In closing this chapter we cannot do better than to quote from the fourth volume of the Jewish Encyclopedia, which pays this remarkable tribute to Christianity:
“Christianity, following the matchless ideals of its Christ, redeemed the despised and outcast, and ennobled suffering. It checked infanticide, and founded asylums for the young. It removed the curse of slavery by making the humblest bondsmen proud of being a child of God. It fought against the cruelties of the arena, it invested the home with purity and proclaimed the value of each human soul as a treasure in the eyes of God, and it so leavens the great masses of the empire as to render the cross of Christ the sign of victory for its legions in place of the Roman eagle.
“The Galilean entered the world as a conqueror. The Church became the educator of pagan nations; and one race after another was brought under her tutorship. The Latin races were followed by the Celt, the Teuton and the Slav. The same burning enthusiasm which sent forth the first Apostles, also set the missionaries aglow, and brought all Europe and Africa, and finally the American continent, under the scepter of an omnipotent Church. Christianity is not an end, but the means to an end, the establishment of the brotherhood of man and the fatherhood of God.”
CHAPTER XI
Hereditary Sin
It was an exceedingly cold night when Jake Grossman burst into the mission, having on the apparel of a hotel cook. He did not take a seat, but marched to the front and prostrated himself at the altar, crying, “God be merciful to me, a sinner.” In such cases, no difference what we are doing, all formal program is suspended and we go at once to prayer. Jake was in deep earnest, men and women acquainted with God kneeled all about him, presenting his case to the Saviour of men. We did not then know his special need, but a soul in the depth of conviction wanted God, not for one sin, but he needed cleansing from all the sins of his past life. It must have been an hour before that soul received light. The choir had sung softly, “I'm coming home to-night,” and like melodies; others had come to the altar, been forgiven and gone to their seats, when Jake Grossman rose to his feet and rejoiced that he had found peace and pardon through the blood of Christ.
We found afterwards that Grossman was the son of the great Swiss engineer, who had planned the great tunnel through the Alps, whose genius had built bridges over roaring, impassable canyons, who had planned the electric roads in all parts of Switzerland, until he was wined and dined by scientists not only in his own country but in many countries, so that he had acquired the alcoholic habit, after which his brain became sluggish and at last he fell from his high estate, became a common drunkard and died poor. The memory of the wicked shall perish.
While he was yet prosperous, using expensive wines, his only legitimate son was born. The mother noticed that, as a child of six or seven, Jake wanted a sip every time wine was used on the table; by twelve he could drink a large glass of wine and not show drunkenness. By his twentieth year Jake was a drunkard, the father dead, the mother poor and heart-broken.

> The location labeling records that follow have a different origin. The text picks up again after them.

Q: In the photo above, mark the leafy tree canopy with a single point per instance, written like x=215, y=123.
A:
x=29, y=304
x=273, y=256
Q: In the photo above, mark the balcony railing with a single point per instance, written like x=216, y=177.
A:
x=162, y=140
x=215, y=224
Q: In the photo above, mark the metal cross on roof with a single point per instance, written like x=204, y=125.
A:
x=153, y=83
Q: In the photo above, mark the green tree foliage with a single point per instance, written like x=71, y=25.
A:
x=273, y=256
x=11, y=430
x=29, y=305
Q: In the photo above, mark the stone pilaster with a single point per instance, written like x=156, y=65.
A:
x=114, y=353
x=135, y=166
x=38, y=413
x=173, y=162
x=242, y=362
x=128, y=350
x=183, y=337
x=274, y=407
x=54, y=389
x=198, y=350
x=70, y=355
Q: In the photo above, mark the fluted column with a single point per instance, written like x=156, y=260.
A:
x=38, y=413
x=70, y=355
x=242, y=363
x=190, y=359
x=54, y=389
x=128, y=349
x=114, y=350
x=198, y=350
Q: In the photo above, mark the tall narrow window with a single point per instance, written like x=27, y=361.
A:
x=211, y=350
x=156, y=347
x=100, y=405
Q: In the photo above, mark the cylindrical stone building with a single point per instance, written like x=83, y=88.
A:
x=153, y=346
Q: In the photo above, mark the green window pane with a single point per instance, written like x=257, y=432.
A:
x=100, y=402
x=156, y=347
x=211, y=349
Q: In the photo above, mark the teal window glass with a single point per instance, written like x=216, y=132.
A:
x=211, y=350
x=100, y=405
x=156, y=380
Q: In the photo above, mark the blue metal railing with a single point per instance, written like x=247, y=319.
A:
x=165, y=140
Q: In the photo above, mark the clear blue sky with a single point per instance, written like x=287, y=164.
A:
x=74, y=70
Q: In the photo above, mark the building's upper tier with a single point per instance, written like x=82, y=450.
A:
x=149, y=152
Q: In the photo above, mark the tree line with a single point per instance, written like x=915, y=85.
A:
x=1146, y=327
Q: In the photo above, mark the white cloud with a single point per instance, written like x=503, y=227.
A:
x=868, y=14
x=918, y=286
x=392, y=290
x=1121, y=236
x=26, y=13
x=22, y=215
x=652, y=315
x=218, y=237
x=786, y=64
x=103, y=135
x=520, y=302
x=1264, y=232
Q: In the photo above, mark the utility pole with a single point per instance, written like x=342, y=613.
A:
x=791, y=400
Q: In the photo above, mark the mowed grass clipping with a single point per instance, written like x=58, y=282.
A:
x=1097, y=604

Friends and relatives all advised sending Jake to America, where wine is not used on the table, and also to get Jake away from old companions.
He came with letters to good people, but alcoholism is not baffled by change of location. His money gave out, the people to whom he had been introduced refused to receive him. Fortunately his mother had taught him to cook, so he obtained a place as an assistant cook in a Washington hotel; later he developed into a first-class chef. When he came to the Mission he had been discharged for drunkenness, and now, being a redeemed man, he went back to the hotel, gave up his white clothing, gathered up his belongings, and sought other work.

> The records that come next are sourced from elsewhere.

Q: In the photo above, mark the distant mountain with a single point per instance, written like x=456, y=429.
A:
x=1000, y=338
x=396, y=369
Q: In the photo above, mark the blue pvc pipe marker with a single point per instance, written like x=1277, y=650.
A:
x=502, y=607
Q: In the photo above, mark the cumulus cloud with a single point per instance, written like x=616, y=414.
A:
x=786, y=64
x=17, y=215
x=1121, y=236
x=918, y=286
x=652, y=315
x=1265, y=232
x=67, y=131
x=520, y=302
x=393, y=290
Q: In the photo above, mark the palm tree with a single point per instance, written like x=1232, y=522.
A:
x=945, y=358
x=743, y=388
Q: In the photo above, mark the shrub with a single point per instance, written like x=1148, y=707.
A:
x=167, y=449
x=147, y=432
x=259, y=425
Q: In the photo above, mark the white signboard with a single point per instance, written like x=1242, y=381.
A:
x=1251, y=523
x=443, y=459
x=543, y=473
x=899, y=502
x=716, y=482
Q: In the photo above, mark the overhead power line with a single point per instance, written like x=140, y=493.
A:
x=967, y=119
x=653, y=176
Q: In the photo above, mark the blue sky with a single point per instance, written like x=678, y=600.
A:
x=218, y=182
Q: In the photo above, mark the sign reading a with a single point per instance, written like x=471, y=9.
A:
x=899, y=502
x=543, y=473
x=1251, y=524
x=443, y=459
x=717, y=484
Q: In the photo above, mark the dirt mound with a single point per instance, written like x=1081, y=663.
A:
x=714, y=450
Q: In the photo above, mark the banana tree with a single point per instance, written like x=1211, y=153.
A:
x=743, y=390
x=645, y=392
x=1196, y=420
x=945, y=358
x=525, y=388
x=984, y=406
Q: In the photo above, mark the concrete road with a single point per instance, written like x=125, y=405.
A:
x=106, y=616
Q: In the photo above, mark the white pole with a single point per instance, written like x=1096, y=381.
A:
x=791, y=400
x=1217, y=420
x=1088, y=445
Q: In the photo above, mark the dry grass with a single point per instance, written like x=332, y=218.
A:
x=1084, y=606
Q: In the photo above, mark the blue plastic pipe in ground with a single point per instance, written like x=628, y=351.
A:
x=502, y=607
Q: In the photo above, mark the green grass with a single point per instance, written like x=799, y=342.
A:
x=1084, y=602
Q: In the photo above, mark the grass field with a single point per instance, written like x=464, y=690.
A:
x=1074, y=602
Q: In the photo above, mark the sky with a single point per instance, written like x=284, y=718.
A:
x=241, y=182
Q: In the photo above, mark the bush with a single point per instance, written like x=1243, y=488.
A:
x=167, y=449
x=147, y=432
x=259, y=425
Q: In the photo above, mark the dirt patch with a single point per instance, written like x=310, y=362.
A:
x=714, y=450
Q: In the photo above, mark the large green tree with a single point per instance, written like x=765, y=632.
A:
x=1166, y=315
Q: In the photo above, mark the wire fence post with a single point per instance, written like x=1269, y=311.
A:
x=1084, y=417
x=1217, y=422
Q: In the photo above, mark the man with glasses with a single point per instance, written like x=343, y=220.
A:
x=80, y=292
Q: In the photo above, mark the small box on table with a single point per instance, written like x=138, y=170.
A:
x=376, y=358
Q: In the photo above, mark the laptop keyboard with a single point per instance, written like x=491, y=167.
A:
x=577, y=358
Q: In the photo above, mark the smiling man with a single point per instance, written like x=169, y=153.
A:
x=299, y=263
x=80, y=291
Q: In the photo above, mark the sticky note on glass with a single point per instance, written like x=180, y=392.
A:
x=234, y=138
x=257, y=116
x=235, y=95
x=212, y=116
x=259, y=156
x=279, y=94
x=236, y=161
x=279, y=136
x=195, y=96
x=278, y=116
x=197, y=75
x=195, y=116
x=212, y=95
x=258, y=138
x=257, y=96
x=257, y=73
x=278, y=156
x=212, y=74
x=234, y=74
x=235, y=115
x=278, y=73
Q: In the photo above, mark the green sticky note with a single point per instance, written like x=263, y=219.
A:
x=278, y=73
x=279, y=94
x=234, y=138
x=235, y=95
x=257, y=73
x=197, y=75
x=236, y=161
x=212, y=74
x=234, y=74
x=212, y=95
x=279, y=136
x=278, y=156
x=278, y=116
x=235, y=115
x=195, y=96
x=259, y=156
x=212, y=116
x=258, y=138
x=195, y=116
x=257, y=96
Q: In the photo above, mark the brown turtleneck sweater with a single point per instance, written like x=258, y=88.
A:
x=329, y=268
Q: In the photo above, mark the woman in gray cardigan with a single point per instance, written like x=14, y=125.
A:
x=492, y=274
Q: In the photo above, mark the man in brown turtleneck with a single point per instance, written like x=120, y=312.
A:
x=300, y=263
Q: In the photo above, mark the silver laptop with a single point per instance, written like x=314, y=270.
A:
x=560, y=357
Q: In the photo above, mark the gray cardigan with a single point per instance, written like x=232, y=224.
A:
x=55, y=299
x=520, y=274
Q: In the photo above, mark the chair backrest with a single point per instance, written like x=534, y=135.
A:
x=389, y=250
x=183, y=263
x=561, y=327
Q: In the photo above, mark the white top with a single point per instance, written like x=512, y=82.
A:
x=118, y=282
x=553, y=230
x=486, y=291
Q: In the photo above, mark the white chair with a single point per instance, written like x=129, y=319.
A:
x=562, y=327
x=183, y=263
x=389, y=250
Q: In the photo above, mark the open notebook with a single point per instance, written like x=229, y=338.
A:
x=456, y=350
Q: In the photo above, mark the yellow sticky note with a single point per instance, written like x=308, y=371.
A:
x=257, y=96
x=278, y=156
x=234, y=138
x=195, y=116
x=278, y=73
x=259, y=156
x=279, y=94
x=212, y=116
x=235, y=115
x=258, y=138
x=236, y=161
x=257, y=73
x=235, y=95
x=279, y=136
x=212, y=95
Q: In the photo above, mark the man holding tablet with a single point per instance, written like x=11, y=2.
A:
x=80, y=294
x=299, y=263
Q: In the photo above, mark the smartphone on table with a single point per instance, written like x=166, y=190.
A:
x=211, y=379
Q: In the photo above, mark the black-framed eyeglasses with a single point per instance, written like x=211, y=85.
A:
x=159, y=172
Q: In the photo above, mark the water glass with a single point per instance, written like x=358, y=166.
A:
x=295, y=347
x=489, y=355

That was five years ago. Jake has often been asked by the hotels of this city to cook for them at a salary of $100 or more a month, but Jake daily prays, “Lead us not into temptation,” and he does not knowingly walk into it. He shovels coal at a wage of $10 per week. He says, “You see, it keeps me in the open air; I do not have to taste wine or smell it; I get black on the outside, but I keep white within, which was more than I did as a cook.”
All the heroes are not in high places. “He that ruleth his spirit is better than he that taketh a city.” We believe God cleansed Jake Grossman from inherited sin.